Emotions Flashcards
What are emotions and what is their purpose?
- includes an physiological arousal, observable behaviour, and conscious subjective feelings
- they narrow the amount of options from which we choose our behaviour
Does evidence suggest that anger/fear/frustration are irrational? What are Darwin’s ideas on this?
- NO
- when emotional parts of the brain are damaged, there are also problems with decision making
- emotions have an evolutionary purpose
- expression of emotions indicates a subsequent behaviour, increase fitness
- principle of antithesis: opposite feelings = opposite behaviours (smiles vs. frowns)
Are emotions universally identifiable?
- expression of happiness is universally categorized
- perception of all other expressions vary across cultures
- but people who have never seen facial expressions before, express them themselves
What is the facial feedback hypothesis? Do our emotions change due to our emotional expression?
- facial expressions can affect your emotional experience
- a study showed that people who hold a pen with their teeth feel happier than those who hold it with their lips
- the postures cause contraction of muscles associated with smiling and frowning
- has not always been proven correct
What is James-Lange’s Physiological theory of emotion?
- emotional stimulus -> bodily response -> conscious emotional feeling
- emotions are a response to our bodily reactions
- this would mean different feelings have different body states, but they don’t
- also suggests cutting physiological input would get rid of feelings, but not true
- theory doesn’t hold up
What are some critiques of James-Lange’s theory?
- internal organs not sophisticated enough to make distinctions about emotional experience
- people who don’t have physiological input still feel emotions
What is Cannon-Bard’s theory of emotion?
- emotional stimulus -> bodily response AND conscious emotional feeling
- we interpret the situation while we experience physiological arousal
What is Schachter & Singer’s two-factor theory of emotion?
- emotional stimulus -> bodily response AND cognitive appraisal -> conscious emotional feelings
- emotions are based on inferences about the causes of physiological arousal
- ex. high arousal could be interpreted as fear or excitement
What experiment was done by Schacter and Singer (1962) to prove the two factor theory of emotion?
administer a new “vitamin” (epinephrine)
- participants are put in a room with a happy or angry person
- effects of the new vitamin were dependent on what was happening in the room
- people interpreted higher arousal as them being in a good mood or bad mood
What experiment was done in Vancouver to prove the two factor theory of emotion?

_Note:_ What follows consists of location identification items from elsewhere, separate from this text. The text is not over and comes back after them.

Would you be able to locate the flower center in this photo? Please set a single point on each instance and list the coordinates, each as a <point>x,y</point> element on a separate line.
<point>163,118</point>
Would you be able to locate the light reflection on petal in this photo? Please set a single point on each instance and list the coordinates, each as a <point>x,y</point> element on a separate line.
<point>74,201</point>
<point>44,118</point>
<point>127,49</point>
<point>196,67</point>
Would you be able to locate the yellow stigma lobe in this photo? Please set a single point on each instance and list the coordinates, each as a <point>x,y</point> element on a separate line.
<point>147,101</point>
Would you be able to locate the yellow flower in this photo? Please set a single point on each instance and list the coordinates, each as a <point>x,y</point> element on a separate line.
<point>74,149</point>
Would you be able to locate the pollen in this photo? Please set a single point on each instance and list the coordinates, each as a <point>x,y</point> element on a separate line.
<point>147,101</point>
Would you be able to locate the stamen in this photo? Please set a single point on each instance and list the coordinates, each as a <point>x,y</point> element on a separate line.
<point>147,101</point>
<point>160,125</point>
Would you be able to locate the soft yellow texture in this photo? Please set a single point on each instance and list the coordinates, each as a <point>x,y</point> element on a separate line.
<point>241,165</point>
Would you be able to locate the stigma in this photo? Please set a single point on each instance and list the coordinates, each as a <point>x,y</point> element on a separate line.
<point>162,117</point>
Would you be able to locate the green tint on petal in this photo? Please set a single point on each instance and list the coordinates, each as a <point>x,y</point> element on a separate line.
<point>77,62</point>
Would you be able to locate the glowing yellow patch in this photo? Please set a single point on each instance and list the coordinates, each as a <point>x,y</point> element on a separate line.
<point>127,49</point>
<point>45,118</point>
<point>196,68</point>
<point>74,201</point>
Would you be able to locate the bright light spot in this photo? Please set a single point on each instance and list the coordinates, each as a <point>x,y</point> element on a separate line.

- experimenters at the end of a bridge
= people interviewed after walking across Capilano bridge (higher bridge) had more sexual responses - interpreted their arousal about being attracted to the person being interviewed
- people interviewed after walking across a short bridge had less sexual responses
What is Magna Arnold’s appraisal theory?
- you have thoughts (cognitive appraisal) before you experience an emotion, and the emotion you experience depends on the thought you had
- explains how two people can have completely different emotions regarding the same event
- used in Schachter and Singer
What is Lazarus’s cognitive-meditational theory?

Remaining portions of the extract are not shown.